Referring to FIG. 6, in the liquid crystal display according to the exemplary embodiment of the present invention, a plurality of data lines DL and a plurality of gate lines GL intersect each other, and a TFT for driving the liquid crystal cells Clc at an intersection thereof. Formed liquid crystal display panel 63, a gate driver 62 for supplying scan pulses to the gate lines GL, a data driver 61 for supplying data to the data lines DL, and data A timing controller for controlling the driver 61 and the gate driver 62 is provided.

The liquid crystal display panel 63 has a structure in which liquid crystal is injected between two bonded glass substrates, and the data lines DL and the gate lines GL formed on the lower glass substrate are perpendicular to each other. The TFT formed at the intersection of the data lines DL and the gate lines GL supplies the data voltage from the data line DL to the liquid crystal cell in response to a scan pulse from the gate line GL. For this purpose, the gate terminal of the TFT is connected to the gate line GL, and the source terminal is connected to the data line DL. The drain terminal of the TFT is connected to the pixel electrode of the liquid crystal cell Clc. In addition, a storage capacitor is formed on the lower glass substrate of the liquid crystal display panel 63 to maintain a voltage charged in the liquid crystal cell Clc.

The gate driver 62 includes a shift register for sequentially generating scan pulses in response to a control signal from a timing controller, a level shifter for shifting the swing width of the scan pulses to a level suitable for driving the liquid crystal cell Clc; It consists of an output buffer. The gate driver 62 turns on the TFTs connected to the gate line GL by supplying a scan pulse to the gate line GL, thereby supplying a data voltage, that is, an analog gamma compensation voltage 1. The liquid crystal cells Clc of the horizontal line are selected. The data voltages generated from the data driver 61 are supplied to the liquid crystal cell Clc of the horizontal line selected by the scan pulse. The gate driver 62 is implemented with a plurality of gate ICs having a predetermined number of channels.

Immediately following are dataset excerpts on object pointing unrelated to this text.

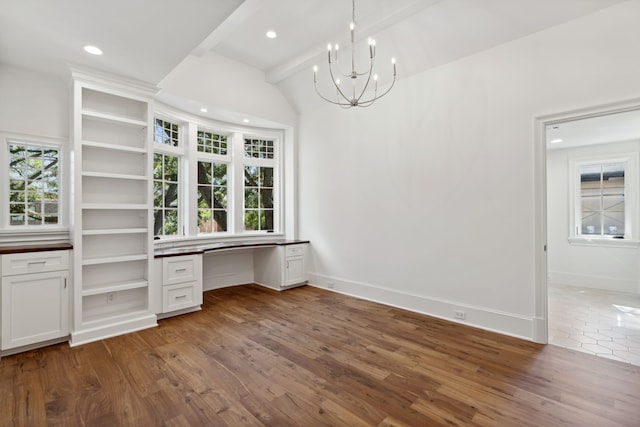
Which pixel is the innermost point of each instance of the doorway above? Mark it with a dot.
(592, 223)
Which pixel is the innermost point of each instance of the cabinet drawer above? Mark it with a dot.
(183, 295)
(34, 262)
(294, 250)
(181, 269)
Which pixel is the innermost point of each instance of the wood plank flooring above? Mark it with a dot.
(309, 357)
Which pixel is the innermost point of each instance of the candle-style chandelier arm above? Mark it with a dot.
(357, 94)
(333, 80)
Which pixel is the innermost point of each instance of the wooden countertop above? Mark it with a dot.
(18, 249)
(219, 246)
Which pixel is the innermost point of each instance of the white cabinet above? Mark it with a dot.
(181, 283)
(281, 267)
(112, 228)
(34, 298)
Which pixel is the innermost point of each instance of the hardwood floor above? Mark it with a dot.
(309, 357)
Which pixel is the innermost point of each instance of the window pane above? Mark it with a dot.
(170, 223)
(251, 200)
(171, 195)
(209, 142)
(171, 168)
(259, 198)
(220, 197)
(167, 133)
(266, 198)
(591, 224)
(166, 194)
(259, 148)
(266, 177)
(33, 179)
(204, 173)
(251, 220)
(602, 189)
(204, 197)
(212, 197)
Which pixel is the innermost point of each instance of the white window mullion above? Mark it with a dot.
(192, 181)
(237, 184)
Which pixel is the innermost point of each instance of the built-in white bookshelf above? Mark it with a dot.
(112, 221)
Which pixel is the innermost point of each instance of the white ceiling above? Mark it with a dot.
(147, 39)
(607, 128)
(140, 39)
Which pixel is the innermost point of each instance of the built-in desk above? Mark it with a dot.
(34, 296)
(187, 271)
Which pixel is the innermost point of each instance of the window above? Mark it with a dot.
(213, 179)
(167, 178)
(258, 198)
(212, 197)
(604, 205)
(602, 199)
(166, 169)
(259, 187)
(34, 184)
(165, 132)
(209, 142)
(259, 148)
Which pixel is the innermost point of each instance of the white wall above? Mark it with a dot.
(426, 200)
(33, 103)
(228, 89)
(603, 267)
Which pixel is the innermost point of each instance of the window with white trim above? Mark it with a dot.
(605, 203)
(226, 179)
(213, 166)
(33, 184)
(259, 187)
(167, 178)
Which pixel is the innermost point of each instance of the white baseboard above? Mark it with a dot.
(591, 281)
(109, 330)
(219, 281)
(492, 320)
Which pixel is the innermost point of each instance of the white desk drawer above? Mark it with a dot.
(176, 297)
(294, 250)
(181, 269)
(34, 262)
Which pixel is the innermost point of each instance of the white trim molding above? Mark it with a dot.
(480, 317)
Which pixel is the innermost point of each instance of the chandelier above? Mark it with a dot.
(355, 95)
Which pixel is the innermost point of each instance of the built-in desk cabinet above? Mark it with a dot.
(113, 205)
(281, 267)
(181, 283)
(34, 298)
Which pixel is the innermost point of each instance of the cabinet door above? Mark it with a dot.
(294, 271)
(34, 308)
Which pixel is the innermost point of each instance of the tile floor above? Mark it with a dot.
(595, 321)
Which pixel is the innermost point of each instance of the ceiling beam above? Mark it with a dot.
(308, 59)
(222, 31)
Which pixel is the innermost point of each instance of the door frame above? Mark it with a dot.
(541, 319)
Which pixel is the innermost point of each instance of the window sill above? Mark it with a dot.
(29, 235)
(604, 242)
(176, 242)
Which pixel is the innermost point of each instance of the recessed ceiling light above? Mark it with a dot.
(93, 50)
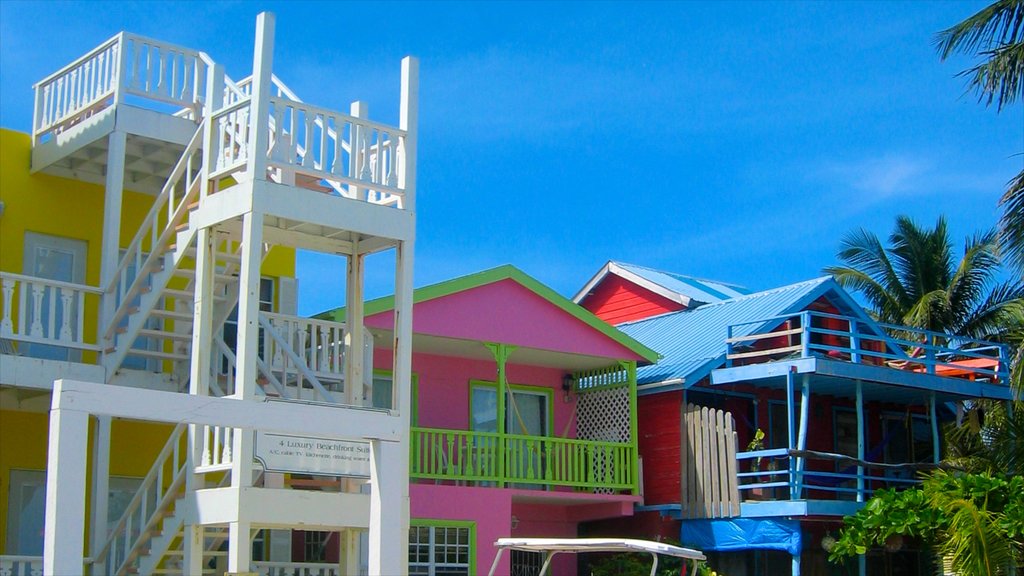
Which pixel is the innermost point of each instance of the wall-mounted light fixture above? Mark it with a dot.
(566, 386)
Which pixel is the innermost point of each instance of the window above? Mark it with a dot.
(527, 412)
(120, 492)
(441, 549)
(52, 258)
(26, 512)
(230, 331)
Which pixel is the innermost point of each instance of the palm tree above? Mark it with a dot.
(916, 281)
(996, 34)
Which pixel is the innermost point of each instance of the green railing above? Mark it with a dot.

The data driver 61 supplies data to the data lines DL in response to a control signal from the timing controller. The data driver 61 samples the digital data from the timing controller, latches the data, and converts the latched data into an analog gamma voltage to supply the data lines DL. The data driver 61 is implemented with a plurality of data ICs having a predetermined number of channels. The data ICs include a register 71, a latch 72, a DAC 73, an output buffer 74, and a switching circuit 75. ), A comparator 76 and a multiplexer (hereinafter referred to as "MUX") 77, respectively.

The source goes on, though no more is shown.